CAMINOS DE CONVERSIÓN Y PAZ
Domingo 2º adviento - B / 7-12-2008.
Este es el comienzo de la Buena Nueva de Jesucristo, Hijo de Dios. En el libro del profeta Isaías estaba escrito: “Mira, te voy a enviar a mi mensajero delante de ti para que te prepare el camino. Escuchen ese grito en el desierto: ¡Preparen el camino del Señor, enderecen sus senderos!” Así empezó Juan Bautista a bautizar en el desierto. Allí predicaba el bautismo e invitaba a la conversión para alcanzar el perdón de los pecados. Toda la provincia de la Judea y el pueblo de Jerusalén acudían a Juan para confesar sus pecados y ser bautizados por él en el río Jordán. Juan llevaba un manto de piel de camello, con una correa de cuero a la cintura, y se alimentaba de langostas y miel silvestre. Proclamaba este mensaje: “Detrás de mí viene uno con mayor poder que yo, y yo no soy digno de desatar la correa de sus sandalias arrodillado a sus pies”. (Marcos 1, 1-8).
La Buena Noticia de la venida de Jesús no es resultado de la historia o de la ciencia humana, sino don directo, espléndido y sorprendente de Dios. La buena y alegre noticia es la venida y la presencia real del mismo Hijo de Dios en el mundo, a quien Juan Bautista anunciaba como mayor que él, y no se sentía digno siquiera de desatarle las correas de sus sandalias. ¡Gran ejemplo de humildad para nosotros!

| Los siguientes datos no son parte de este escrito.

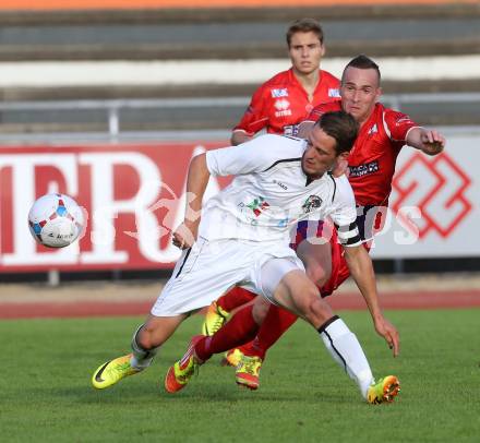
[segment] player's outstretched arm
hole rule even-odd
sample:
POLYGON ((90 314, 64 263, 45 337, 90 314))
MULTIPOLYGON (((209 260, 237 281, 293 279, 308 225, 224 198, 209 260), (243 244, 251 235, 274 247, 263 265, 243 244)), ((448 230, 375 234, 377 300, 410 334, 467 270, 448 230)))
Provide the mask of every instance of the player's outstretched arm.
POLYGON ((427 155, 437 155, 445 147, 445 137, 439 131, 425 128, 413 128, 406 142, 427 155))
POLYGON ((375 274, 369 253, 362 246, 346 247, 345 259, 350 274, 369 307, 375 331, 385 338, 388 347, 393 349, 394 357, 398 356, 400 349, 398 331, 383 316, 376 292, 375 274))
POLYGON ((202 212, 202 200, 208 184, 209 170, 206 155, 200 154, 192 158, 187 179, 187 204, 183 223, 175 230, 172 242, 180 249, 190 248, 196 240, 202 212))

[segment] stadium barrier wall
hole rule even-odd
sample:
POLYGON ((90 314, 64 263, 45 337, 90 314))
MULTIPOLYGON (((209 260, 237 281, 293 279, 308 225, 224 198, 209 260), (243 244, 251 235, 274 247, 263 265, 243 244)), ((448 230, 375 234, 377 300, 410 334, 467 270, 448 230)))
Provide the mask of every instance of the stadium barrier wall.
MULTIPOLYGON (((480 133, 458 133, 436 157, 403 149, 374 256, 480 256, 479 144, 480 133)), ((189 161, 224 145, 0 147, 0 273, 171 268, 189 161), (29 235, 28 211, 47 192, 73 196, 87 213, 85 235, 68 248, 49 250, 29 235)), ((206 196, 228 182, 213 179, 206 196)))

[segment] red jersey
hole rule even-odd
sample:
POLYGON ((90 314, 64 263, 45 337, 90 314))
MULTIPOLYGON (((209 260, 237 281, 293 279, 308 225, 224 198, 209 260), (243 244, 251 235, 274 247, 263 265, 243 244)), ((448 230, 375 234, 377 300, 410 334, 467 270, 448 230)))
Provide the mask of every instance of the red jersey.
MULTIPOLYGON (((324 104, 313 109, 308 120, 316 121, 322 113, 340 109, 340 101, 324 104)), ((348 156, 348 180, 358 205, 388 205, 397 156, 408 132, 418 127, 407 115, 375 105, 348 156)))
POLYGON ((268 133, 297 135, 298 123, 315 106, 339 98, 339 81, 329 72, 320 71, 320 81, 310 101, 305 89, 290 68, 261 85, 252 96, 240 123, 233 131, 252 136, 262 129, 268 133))

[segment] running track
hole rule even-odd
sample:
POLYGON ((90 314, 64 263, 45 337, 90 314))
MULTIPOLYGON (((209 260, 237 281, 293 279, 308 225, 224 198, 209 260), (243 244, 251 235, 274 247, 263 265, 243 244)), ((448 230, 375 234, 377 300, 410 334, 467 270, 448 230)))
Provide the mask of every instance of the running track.
MULTIPOLYGON (((461 291, 422 291, 383 294, 384 309, 460 309, 480 308, 480 289, 461 291)), ((339 294, 328 298, 335 310, 363 310, 365 304, 358 294, 339 294)), ((0 319, 85 318, 144 315, 152 301, 72 301, 72 302, 3 302, 0 319)))

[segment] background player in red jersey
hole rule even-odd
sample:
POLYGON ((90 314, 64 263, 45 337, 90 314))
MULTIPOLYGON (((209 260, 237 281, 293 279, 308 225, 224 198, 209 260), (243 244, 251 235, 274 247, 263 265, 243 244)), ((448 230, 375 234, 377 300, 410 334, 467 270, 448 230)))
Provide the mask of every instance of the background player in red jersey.
POLYGON ((298 123, 321 103, 339 97, 339 81, 320 69, 325 53, 323 31, 314 19, 300 19, 287 31, 291 68, 279 72, 253 94, 240 122, 233 128, 231 144, 238 145, 261 130, 297 135, 298 123))
MULTIPOLYGON (((297 20, 288 28, 286 38, 291 68, 276 74, 255 91, 241 121, 233 128, 232 145, 250 140, 262 130, 280 135, 297 135, 298 124, 315 106, 339 98, 339 80, 320 69, 325 46, 319 22, 314 19, 297 20)), ((317 246, 311 251, 312 248, 303 242, 297 250, 309 274, 315 274, 311 275, 315 282, 325 277, 322 270, 329 262, 322 249, 323 246, 317 246)), ((227 296, 220 297, 207 312, 203 334, 215 333, 228 312, 252 299, 252 294, 242 288, 233 288, 227 296)))
MULTIPOLYGON (((376 63, 365 56, 356 57, 344 70, 341 101, 316 107, 308 121, 300 127, 302 135, 321 115, 340 108, 353 115, 360 123, 359 135, 348 157, 349 181, 358 205, 357 223, 368 249, 373 230, 379 228, 382 207, 388 204, 395 161, 401 147, 408 144, 428 155, 436 155, 445 145, 445 139, 437 131, 421 128, 405 113, 385 108, 377 103, 382 93, 380 80, 376 63)), ((322 234, 317 231, 316 235, 322 234)), ((307 229, 299 230, 297 244, 304 240, 305 236, 307 229)), ((322 297, 331 295, 349 276, 347 264, 334 237, 331 239, 331 277, 321 287, 322 297)), ((235 318, 236 315, 230 320, 231 324, 227 323, 226 327, 218 332, 218 335, 225 337, 226 349, 233 348, 237 346, 233 343, 241 343, 242 339, 242 328, 236 325, 235 318)), ((257 388, 259 371, 266 350, 295 321, 293 315, 281 309, 272 307, 268 310, 255 339, 240 348, 240 351, 237 349, 235 354, 230 354, 232 360, 239 359, 237 383, 257 388)))

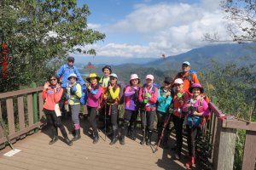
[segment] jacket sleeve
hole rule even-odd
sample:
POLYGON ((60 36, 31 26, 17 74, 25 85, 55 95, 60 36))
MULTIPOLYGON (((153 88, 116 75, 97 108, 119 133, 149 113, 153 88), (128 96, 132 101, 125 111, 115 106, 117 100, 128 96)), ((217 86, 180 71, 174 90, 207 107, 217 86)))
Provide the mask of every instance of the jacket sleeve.
POLYGON ((79 82, 80 82, 80 84, 85 84, 84 79, 82 78, 80 73, 79 72, 77 67, 74 67, 74 73, 77 75, 79 82))
POLYGON ((140 88, 140 91, 139 91, 139 102, 142 102, 143 98, 143 88, 140 88))
POLYGON ((114 91, 114 93, 112 88, 109 90, 110 96, 113 99, 117 99, 119 95, 119 93, 120 93, 119 88, 117 88, 116 90, 114 91))
POLYGON ((99 87, 97 93, 95 95, 92 95, 91 97, 96 99, 98 99, 102 94, 102 87, 99 87))
POLYGON ((154 93, 152 94, 151 98, 148 99, 150 102, 155 104, 157 102, 157 97, 158 97, 158 88, 155 88, 154 93))
POLYGON ((61 88, 60 91, 58 93, 55 93, 55 102, 58 103, 62 96, 63 88, 61 88))
POLYGON ((42 98, 45 99, 47 98, 47 90, 44 89, 42 93, 42 98))
POLYGON ((164 97, 161 95, 160 91, 161 91, 161 90, 158 90, 158 98, 157 98, 157 101, 158 101, 159 103, 161 103, 161 102, 163 102, 164 100, 166 100, 166 98, 164 98, 164 97))
POLYGON ((81 85, 79 84, 79 83, 77 83, 76 88, 77 88, 77 91, 76 91, 75 94, 79 98, 81 98, 82 97, 82 88, 81 88, 81 85))
POLYGON ((203 99, 203 101, 202 101, 202 106, 204 108, 204 113, 202 116, 207 116, 210 114, 210 110, 209 110, 208 104, 206 102, 205 99, 203 99))
POLYGON ((64 65, 61 65, 61 68, 59 69, 59 71, 56 74, 57 78, 60 78, 62 76, 63 72, 64 72, 64 65))

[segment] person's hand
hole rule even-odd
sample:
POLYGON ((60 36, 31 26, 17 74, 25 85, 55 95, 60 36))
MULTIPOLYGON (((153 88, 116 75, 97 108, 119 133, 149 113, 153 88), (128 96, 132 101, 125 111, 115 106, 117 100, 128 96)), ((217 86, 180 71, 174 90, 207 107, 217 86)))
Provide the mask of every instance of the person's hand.
POLYGON ((108 86, 108 90, 111 90, 113 88, 113 86, 108 86))
POLYGON ((73 87, 71 88, 71 91, 72 91, 73 93, 75 93, 77 90, 78 90, 78 89, 77 89, 77 88, 76 88, 75 86, 73 86, 73 87))
POLYGON ((48 89, 49 85, 49 82, 44 82, 44 89, 48 89))
POLYGON ((166 92, 166 94, 165 94, 164 97, 166 98, 167 96, 170 96, 171 95, 171 92, 168 91, 166 92))
POLYGON ((150 94, 146 93, 146 94, 145 94, 145 97, 148 98, 148 99, 150 99, 150 98, 151 98, 151 95, 150 95, 150 94))
POLYGON ((143 103, 144 103, 144 104, 147 104, 148 102, 148 99, 145 99, 143 100, 143 103))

El hecho de que Jesús, el Hijo de Dios, haya venido al mundo y sea Dios-con-nosotros, es evangelio – que significa buena noticia -, porque tomó nuestra carne para salvarnos desde nuestra carne y hacernos con él hijos de Dios, con derecho a su misma vida y gloria eterna.
Hoy la Buena Noticia para nosotros no es sólo conmemoración de la venida y nacimiento histórico de Cristo hace más de dos mil años, sino su presencia salvadora, real, gloriosa y eficaz entre nosotros y en el mundo, como conductor, centro y rey de la historia, Cabeza de la Iglesia, a la que él va guiando de manera misteriosa, pero segura, hasta que haya un solo rebaño y un solo Pastor, y la lleve al Reino eterno.
Hay que preparar al Mesías los caminos de la vida individual, comunitaria, eclesial y social, enderezando conductas extraviadas, de espaldas a Dios y al prójimo.
Preparar el camino al Señor exige dejar todo lo que pueda marginar a Dios y al prójimo en nuestra vida diaria: la mentira, la indiferencia, la envidia, el rencor, la venganza, la cobardía, la incomprensión, la hipocresía, el orgullo, la ira, la idolatría…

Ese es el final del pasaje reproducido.